Dyeing for Your Art: Natural blonde Darren Nesbitt's hair is such an unusual shade because it had to be dyed twice. He was supposed to get it dyed back to blonde from another color (he often appeared with brown or black hair in films). But an accident with the process turned his hair green, forcing them to dye it again, turning it that unnatural-looking shade of platinum blonde.
Enforced Method Acting: Nazi concentration camp survivor Ingrid Pitt found filming very difficult because many of the cast were wearing World War II German army uniforms.

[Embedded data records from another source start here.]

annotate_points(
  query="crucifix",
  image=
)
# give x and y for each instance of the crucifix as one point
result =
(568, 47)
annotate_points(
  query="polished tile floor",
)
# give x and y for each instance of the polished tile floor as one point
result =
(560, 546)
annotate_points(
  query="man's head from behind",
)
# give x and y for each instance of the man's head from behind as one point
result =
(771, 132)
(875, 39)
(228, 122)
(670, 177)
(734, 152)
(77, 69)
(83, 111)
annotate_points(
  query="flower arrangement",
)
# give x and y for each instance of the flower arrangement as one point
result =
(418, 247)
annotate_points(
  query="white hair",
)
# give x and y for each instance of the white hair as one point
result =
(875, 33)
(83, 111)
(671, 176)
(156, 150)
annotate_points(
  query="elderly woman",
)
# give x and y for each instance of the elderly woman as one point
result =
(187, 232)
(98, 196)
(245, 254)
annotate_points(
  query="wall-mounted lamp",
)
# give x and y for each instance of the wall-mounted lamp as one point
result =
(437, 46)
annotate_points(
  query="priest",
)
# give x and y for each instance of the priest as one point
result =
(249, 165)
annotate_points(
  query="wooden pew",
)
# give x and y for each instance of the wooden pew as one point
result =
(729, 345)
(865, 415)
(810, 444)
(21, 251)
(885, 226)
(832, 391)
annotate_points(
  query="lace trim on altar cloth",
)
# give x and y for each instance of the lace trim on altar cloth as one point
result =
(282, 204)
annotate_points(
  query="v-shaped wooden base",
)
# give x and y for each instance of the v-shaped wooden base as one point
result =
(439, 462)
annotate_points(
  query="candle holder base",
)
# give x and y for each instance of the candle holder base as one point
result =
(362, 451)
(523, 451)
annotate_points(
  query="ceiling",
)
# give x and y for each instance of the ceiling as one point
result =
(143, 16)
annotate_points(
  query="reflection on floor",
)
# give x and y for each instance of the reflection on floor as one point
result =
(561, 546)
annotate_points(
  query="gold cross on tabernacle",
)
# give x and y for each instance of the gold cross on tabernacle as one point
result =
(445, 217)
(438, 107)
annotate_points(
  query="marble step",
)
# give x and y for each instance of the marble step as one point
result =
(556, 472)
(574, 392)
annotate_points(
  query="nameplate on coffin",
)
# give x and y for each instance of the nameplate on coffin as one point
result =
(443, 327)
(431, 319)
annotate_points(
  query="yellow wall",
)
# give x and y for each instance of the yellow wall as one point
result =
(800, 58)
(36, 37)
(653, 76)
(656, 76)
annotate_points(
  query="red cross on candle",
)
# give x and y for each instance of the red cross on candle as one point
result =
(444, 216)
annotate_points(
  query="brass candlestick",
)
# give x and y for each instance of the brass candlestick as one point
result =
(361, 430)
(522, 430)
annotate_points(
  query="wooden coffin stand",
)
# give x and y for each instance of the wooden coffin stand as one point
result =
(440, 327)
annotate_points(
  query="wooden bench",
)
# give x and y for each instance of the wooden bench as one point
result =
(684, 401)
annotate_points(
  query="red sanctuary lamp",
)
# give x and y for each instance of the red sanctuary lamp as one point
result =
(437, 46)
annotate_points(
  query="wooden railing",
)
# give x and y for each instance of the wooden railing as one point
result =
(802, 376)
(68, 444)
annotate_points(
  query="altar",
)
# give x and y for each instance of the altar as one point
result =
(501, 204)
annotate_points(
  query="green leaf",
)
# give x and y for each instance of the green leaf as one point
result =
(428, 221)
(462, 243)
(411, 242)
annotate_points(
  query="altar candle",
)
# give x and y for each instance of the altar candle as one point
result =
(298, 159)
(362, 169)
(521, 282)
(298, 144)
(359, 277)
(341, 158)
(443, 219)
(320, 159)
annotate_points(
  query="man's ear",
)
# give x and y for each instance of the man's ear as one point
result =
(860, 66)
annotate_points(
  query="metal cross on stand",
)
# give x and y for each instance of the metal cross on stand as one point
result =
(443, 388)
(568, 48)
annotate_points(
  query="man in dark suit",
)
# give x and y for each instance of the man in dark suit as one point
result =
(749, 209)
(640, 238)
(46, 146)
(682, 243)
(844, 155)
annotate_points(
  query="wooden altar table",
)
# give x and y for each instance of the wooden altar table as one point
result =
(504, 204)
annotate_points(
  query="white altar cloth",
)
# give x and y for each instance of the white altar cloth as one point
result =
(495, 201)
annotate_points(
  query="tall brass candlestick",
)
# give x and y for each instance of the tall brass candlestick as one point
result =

So My Kids Can Watch: Specifically written by Alistair MacLean to give his mate Richard Burton a good old-fashioned adventure romp to show the kids (said kids wanted to see their dad in something that wasn't highbrow and where he didn't get killed).

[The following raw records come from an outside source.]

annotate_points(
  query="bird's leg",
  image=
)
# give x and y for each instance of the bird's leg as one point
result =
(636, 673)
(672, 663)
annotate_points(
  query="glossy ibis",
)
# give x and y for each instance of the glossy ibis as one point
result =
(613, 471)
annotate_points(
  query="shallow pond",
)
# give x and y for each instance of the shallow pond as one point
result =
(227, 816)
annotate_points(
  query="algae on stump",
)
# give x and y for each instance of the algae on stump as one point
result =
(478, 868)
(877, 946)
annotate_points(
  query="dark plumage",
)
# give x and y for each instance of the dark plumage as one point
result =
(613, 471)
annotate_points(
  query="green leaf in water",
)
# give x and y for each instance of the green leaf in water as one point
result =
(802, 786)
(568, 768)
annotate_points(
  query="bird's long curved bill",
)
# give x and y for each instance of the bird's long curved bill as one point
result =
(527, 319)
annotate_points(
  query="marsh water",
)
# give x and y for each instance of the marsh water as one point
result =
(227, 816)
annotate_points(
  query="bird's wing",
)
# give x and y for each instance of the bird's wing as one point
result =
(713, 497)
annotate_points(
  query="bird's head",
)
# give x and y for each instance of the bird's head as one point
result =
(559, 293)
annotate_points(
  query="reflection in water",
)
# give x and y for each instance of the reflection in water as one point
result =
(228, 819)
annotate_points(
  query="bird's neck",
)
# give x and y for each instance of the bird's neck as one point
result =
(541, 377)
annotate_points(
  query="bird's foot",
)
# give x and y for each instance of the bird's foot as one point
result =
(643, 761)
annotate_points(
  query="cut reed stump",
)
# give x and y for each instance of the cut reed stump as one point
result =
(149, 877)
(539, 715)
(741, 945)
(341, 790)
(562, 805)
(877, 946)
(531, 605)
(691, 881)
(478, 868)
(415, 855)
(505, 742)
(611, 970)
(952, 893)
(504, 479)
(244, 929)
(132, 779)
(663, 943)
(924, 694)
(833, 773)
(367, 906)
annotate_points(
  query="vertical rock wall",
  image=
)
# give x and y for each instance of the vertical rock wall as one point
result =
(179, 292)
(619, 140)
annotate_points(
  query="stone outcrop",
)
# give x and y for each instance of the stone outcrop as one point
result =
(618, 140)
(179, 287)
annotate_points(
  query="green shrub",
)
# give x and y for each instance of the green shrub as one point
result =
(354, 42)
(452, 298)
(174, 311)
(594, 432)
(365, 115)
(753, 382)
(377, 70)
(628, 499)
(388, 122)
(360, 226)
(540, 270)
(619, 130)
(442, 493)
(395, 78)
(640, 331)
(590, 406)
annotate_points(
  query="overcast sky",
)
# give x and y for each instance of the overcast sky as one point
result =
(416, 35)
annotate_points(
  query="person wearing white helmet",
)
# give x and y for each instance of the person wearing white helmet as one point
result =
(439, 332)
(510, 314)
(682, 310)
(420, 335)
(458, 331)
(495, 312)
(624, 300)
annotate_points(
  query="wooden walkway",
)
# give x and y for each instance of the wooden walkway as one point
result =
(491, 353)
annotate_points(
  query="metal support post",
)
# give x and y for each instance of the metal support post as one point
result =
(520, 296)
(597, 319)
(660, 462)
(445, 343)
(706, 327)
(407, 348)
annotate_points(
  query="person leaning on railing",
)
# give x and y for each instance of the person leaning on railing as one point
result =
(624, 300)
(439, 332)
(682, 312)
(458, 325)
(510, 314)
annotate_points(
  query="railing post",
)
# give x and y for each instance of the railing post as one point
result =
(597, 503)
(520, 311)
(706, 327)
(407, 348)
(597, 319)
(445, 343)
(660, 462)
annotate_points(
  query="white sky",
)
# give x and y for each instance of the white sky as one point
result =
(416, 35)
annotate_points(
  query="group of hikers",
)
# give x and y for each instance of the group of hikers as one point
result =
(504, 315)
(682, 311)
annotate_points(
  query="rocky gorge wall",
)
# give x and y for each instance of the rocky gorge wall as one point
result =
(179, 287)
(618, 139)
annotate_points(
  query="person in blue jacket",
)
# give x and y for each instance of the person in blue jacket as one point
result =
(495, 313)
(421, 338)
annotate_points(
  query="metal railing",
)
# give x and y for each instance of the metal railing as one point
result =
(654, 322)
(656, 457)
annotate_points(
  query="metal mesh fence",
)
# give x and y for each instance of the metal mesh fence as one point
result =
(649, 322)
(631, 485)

Troubled Production: The production was delayed while filming due to the weather in Austria. Shooting took place in winter and early spring of 1968 and the crew had to contend with blizzards, sub-zero temperatures and potential avalanches. Further delays were incurred when Richard Burton, well known for his drinking habits, disappeared for several days with his friends Peter O'Toole and Richard Harris.

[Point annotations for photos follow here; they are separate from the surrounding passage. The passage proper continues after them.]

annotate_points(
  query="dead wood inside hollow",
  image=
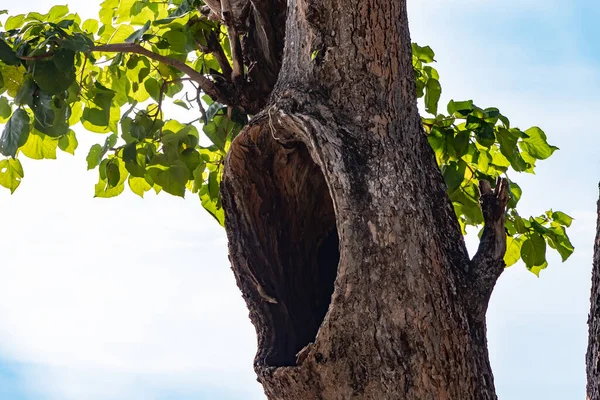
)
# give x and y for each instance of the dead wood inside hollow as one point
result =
(281, 221)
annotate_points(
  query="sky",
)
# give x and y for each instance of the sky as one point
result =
(124, 298)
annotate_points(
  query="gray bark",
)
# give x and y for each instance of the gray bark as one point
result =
(592, 358)
(341, 236)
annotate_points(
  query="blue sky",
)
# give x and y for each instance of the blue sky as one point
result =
(161, 317)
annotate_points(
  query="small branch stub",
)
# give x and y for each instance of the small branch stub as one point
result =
(488, 263)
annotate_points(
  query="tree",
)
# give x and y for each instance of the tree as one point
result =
(344, 208)
(592, 359)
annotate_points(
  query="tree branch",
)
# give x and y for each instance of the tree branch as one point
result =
(214, 47)
(206, 85)
(488, 263)
(234, 41)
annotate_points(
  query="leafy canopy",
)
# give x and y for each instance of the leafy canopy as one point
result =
(113, 76)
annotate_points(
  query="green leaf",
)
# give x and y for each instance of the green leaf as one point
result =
(424, 54)
(137, 35)
(15, 133)
(513, 250)
(68, 143)
(90, 26)
(507, 138)
(533, 251)
(171, 179)
(433, 91)
(535, 144)
(103, 190)
(139, 185)
(50, 78)
(113, 174)
(558, 240)
(562, 218)
(7, 55)
(94, 156)
(11, 173)
(460, 108)
(5, 108)
(40, 146)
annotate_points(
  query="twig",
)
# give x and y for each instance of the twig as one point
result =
(234, 41)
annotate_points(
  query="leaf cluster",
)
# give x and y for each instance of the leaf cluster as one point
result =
(114, 75)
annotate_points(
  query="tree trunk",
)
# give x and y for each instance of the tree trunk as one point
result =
(341, 236)
(592, 359)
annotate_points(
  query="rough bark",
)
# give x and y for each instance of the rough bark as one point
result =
(341, 236)
(592, 358)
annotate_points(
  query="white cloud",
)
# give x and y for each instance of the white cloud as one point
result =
(128, 298)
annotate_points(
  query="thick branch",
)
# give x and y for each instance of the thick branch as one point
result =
(205, 84)
(488, 263)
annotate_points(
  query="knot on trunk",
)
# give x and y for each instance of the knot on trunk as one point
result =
(488, 263)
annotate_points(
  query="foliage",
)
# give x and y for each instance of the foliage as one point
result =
(113, 76)
(473, 143)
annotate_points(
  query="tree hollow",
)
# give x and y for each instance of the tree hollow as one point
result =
(286, 231)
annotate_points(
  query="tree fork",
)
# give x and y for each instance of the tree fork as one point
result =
(341, 236)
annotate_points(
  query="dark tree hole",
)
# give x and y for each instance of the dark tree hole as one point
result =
(283, 236)
(306, 256)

Wag the Director: Clint Eastwood refused to have his hair cut for his role. He initially opined that the script written by Alistair MacLean was "terrible" and was "all exposition and complications", and-according to Derren Nesbitt-requested that he be given less dialogue. Most of Schaffer's lines were given to Richard Burton, whilst Eastwood handled most of the action scenes.
Lee Marvin was offered the role of Schaffer, but he declined, telling the producers they were about four years too late. Marvin had already starred in a WW2 action-adventure, The Dirty Dozen, which he hated. Although it made him a huge star, he did not want to return to that type of movie.
Michael Caine later claimed to have turned down the role of Major Smith.